Targets Funneling Away
- Although Dallas Goedert's status is in doubt for Philadelphia's Thursday night game against Tampa Bay, Zach Ertz's fantasy viability tonight is questionable at best. Tampa Bay's defense has been stellar this season at shutting down opposing tight ends, ranking 29th in the league in target-share-above-expectation allowed to the position, and this defensive tendency makes perfect sense, given their personnel. In recent weeks, Tampa Bay's secondary has been decimated by injuries, incentivizing opposing offenses to target wide receivers on the outside. However, the Buccaneer's athleticism at the second level of their defense is elite, giving opposing tight ends nightmares. Although Zach Ertz may be an enticing tight end option at first glance since Dallas Goedert isn't going to play on Thursday Night, exercise caution here, as he faces an exceptionally difficult matchup.

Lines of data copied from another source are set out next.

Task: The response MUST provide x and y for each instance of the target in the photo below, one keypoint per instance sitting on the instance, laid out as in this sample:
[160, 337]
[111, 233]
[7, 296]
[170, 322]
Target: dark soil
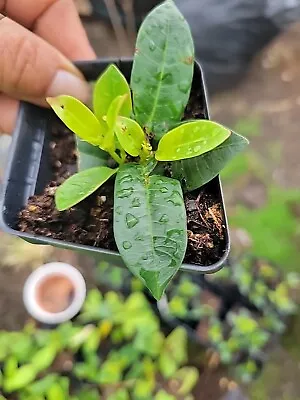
[91, 221]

- On the flip side of the DAndre Swift coin this weekend, the Cincinnati Bengals are also one of the stingiest defenses against opposing tight ends. Unfortunately for managers with T.J. Hockenson on their season-long rosters, there may be one more week in his slump since his impressive Weeks 1 and 2. After commanding 20 targets and averaging over 23 DraftKings points per game across the first 2 weeks of the season, T.J. Hockenson has mustered just over 5.1 DraftKings points per game in his last 3 outings. This weekend, Hockenson goes up against the Cincinnati Bengals, who rank 30th in the NFL in target-share-above-expectation allowed to tight ends, which could spell trouble for his fantasy viability once again. Consider passing on T.J. Hockenson once again this weekend in DFS in hopes of a buy-low opportunity in a softer matchup next weekend. In season-long formats, if your roster features a viable replacement for Hockenson, consider leaving the former Iowa Hawkeye on your bench against the Bengals in Week 6.